In Exploratory Data Analysis (EDA), we’re looking for correlation among 36 original features. We are primarily looking for features that we can use to predict attrition in the workplace.

data <- read.csv("./data/CaseStudy2-data.csv", header=T)
#data <- read.csv("./data/CaseStudy2CompSet No Attrition.csv", header=T)
oData <- data # Save original dataset

# Check for missing values:
MissingValues <- sapply(data, function(x) sum(is.na(x)))
## [1] 0
# One-hot encode categorical variables:
data$Attrition <- ifelse(data$Attrition == "Yes",1,0)

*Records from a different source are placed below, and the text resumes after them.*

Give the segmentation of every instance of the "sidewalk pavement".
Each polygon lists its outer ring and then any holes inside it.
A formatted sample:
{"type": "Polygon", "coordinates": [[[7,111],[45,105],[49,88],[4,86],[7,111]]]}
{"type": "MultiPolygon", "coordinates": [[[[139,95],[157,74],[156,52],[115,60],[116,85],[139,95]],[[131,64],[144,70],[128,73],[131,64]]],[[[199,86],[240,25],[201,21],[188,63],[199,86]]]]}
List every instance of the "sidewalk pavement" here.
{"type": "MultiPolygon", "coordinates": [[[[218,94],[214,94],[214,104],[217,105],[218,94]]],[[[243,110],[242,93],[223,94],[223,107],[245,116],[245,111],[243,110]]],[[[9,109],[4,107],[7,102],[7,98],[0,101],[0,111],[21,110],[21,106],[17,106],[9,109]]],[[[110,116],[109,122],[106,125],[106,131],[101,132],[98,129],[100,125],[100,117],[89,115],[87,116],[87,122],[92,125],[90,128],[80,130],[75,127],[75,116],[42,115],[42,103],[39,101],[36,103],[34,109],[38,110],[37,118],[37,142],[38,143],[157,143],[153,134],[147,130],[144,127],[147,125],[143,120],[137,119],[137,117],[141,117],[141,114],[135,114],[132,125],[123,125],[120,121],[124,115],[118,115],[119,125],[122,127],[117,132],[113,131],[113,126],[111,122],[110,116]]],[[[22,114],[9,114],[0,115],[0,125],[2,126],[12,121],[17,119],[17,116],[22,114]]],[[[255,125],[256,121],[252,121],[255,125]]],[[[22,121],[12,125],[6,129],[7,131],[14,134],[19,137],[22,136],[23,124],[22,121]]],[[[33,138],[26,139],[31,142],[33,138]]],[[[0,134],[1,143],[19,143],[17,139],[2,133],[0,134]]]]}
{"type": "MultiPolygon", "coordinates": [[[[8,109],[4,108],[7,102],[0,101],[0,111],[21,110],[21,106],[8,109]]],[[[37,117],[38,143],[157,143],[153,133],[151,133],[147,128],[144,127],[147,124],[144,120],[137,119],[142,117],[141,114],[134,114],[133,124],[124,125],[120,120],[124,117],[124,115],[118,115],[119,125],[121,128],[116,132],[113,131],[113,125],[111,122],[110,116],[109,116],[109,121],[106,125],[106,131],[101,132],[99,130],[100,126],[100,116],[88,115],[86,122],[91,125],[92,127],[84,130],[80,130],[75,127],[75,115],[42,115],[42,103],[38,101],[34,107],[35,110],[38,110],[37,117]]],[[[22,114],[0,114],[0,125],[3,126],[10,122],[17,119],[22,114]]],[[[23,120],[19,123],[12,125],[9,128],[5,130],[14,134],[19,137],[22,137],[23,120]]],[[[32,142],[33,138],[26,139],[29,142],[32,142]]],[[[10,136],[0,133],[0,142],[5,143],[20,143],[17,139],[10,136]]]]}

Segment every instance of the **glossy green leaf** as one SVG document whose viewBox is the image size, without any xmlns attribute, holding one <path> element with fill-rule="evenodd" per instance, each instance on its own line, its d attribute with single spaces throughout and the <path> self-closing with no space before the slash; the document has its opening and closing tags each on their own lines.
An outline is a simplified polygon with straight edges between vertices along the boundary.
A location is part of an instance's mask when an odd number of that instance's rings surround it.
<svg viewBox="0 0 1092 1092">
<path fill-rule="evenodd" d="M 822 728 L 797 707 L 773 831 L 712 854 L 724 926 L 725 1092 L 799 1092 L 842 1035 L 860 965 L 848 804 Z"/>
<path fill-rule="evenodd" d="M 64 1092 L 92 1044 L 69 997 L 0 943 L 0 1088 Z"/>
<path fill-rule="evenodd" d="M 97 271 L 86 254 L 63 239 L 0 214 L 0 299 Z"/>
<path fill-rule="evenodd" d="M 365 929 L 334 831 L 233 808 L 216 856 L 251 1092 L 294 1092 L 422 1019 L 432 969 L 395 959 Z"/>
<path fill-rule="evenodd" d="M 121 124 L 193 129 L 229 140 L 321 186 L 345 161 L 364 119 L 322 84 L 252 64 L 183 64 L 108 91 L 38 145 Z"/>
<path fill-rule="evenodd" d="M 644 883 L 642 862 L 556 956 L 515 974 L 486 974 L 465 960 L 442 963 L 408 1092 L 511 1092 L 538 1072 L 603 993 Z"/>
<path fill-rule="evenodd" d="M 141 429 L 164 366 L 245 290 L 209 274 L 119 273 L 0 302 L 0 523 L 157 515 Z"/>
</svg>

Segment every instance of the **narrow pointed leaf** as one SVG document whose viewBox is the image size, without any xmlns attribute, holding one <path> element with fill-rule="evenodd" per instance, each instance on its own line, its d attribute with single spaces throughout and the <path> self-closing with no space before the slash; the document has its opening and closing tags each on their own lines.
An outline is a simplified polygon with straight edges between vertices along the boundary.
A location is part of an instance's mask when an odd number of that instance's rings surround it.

data$OverTime <- ifelse(data$OverTime == "Yes",1,0)
data$Gender <- ifelse(data$Gender == "Male",1,0)
data$BusinessTravel <- as.numeric(factor(data$BusinessTravel, 
                                         levels=c("Non-Travel", "Travel_Rarely", "Travel_Frequently"))) -1
data$HumanResources <- ifelse(data$Department == "Human Resources",1,0)
data$ResearchDevelopment <- ifelse(data$Department == "Research & Development",1,0)
data$Sales <- ifelse(data$Department == "Sales",1,0)
data$Single <- ifelse(data$MaritalStatus == "Single",1,0)
data$Married <- ifelse(data$MaritalStatus == "Married",1,0)
data$Divorced <- ifelse(data$MaritalStatus == "Divorced",1,0)
data$EdHumanResources <- ifelse(data$EducationField == "Human Resources",1,0)
data$EdLifeSciences <- ifelse(data$EducationField == "Life Sciences",1,0)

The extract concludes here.